# Kind of worried about this..



## honeydripper (Jul 29, 2021)

So, we live a new build home and my grass in the front has been doing pretty well! But today, Standard Utility came next door to work on new construction and had an excavator on some of my side lawn and embedded a lot of dirt and rock into the grass to where you can't see the grass that was there. You can also see the indentions from the excavator. My Bermuda sod is a little over a month old. It's pretty discourage as this is the second time somebody has done something to this part of the lawn. What are your thoughts? My wife is telling not to make a big deal, but I really want to have a good quality lawn.


----------



## BobLovesGrass (Jun 13, 2020)

Forget about it till that lot is squares away then work on getting it back into shape.

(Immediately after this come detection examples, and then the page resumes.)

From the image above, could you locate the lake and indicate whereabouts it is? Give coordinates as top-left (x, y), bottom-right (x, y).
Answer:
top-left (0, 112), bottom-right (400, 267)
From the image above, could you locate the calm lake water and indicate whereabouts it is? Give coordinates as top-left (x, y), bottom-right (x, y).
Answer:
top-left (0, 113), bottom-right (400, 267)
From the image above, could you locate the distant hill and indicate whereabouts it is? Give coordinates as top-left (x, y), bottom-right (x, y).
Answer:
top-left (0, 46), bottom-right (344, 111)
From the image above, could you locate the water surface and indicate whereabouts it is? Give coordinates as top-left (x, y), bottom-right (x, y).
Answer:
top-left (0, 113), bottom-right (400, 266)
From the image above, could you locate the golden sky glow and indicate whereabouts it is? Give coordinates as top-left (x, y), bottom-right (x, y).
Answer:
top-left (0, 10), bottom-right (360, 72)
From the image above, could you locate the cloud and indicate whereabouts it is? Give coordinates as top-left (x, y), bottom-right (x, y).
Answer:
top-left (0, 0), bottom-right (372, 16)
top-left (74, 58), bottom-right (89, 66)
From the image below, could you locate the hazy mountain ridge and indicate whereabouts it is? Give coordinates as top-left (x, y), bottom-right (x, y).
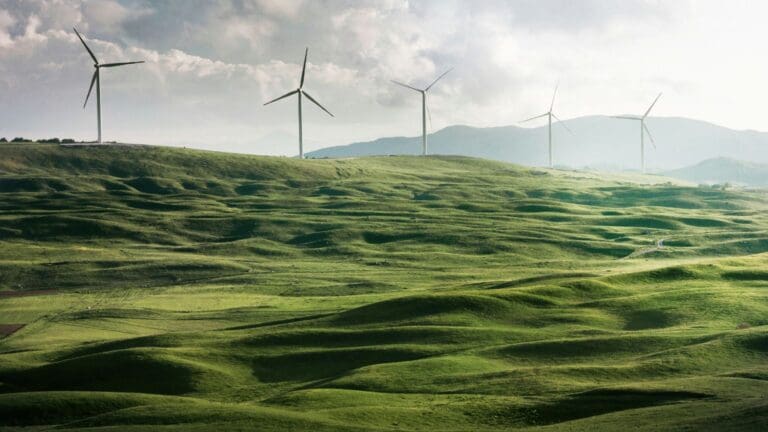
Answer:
top-left (308, 116), bottom-right (768, 171)
top-left (664, 158), bottom-right (768, 186)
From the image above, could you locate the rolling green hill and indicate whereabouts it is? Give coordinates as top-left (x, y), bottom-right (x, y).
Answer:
top-left (0, 144), bottom-right (768, 431)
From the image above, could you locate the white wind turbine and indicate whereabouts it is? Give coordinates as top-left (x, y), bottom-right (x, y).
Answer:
top-left (520, 84), bottom-right (573, 168)
top-left (72, 27), bottom-right (144, 144)
top-left (264, 48), bottom-right (333, 159)
top-left (392, 68), bottom-right (453, 156)
top-left (613, 93), bottom-right (661, 174)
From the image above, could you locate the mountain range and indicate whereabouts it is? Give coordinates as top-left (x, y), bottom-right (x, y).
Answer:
top-left (308, 116), bottom-right (768, 172)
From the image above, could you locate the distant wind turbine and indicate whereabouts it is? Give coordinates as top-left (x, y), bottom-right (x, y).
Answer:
top-left (613, 93), bottom-right (661, 174)
top-left (72, 27), bottom-right (144, 144)
top-left (392, 68), bottom-right (453, 156)
top-left (520, 84), bottom-right (573, 168)
top-left (264, 48), bottom-right (333, 159)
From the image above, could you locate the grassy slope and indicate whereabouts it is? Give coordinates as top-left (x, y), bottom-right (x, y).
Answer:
top-left (0, 145), bottom-right (768, 431)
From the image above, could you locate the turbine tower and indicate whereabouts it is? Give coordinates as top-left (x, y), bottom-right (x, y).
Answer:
top-left (264, 48), bottom-right (333, 159)
top-left (392, 68), bottom-right (453, 156)
top-left (613, 93), bottom-right (661, 174)
top-left (72, 27), bottom-right (144, 144)
top-left (520, 84), bottom-right (573, 168)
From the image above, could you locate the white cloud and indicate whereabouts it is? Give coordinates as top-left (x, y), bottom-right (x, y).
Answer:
top-left (0, 0), bottom-right (768, 157)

If you are getting worked up about that you might consider astroturf


----------



## Ware (Jan 28, 2017)

I would get worked up about that, especially if I was reel mowing. I would just fix it myself though - they won't fix it to your liking.


----------



## rhanna (Jun 7, 2017)

It sucks but I'm not sure if you could do anything about it if it's a utility company.


----------



## MasterMech (Sep 24, 2017)

When they are done doing the dirty, you knock the rocks out of it, level it off with a little sand, and let your Bermuda do it's thing. No permanent damage was done and you'll just upset yourself more if you escalate it.


----------



## honeydripper (Jul 29, 2021)

MasterMech said:


> When they are done doing the dirty, you knock the rocks out of it, level it off with a little sand, and let your Bermuda do it's thing. No permanent damage was done and you'll just upset yourself more if you escalate it.


Sounds good. Keep the dirt that's there too?


----------



## MasterMech (Sep 24, 2017)

honeydripper said:


> MasterMech said:
> 
> 
> > When they are done doing the dirty, you knock the rocks out of it, level it off with a little sand, and let your Bermuda do it's thing. No permanent damage was done and you'll just upset yourself more if you escalate it.
> ...


I might take a flexible steel rake out and try to aggressively rake the grass up through the dirt but other than that, it should be fine.


----------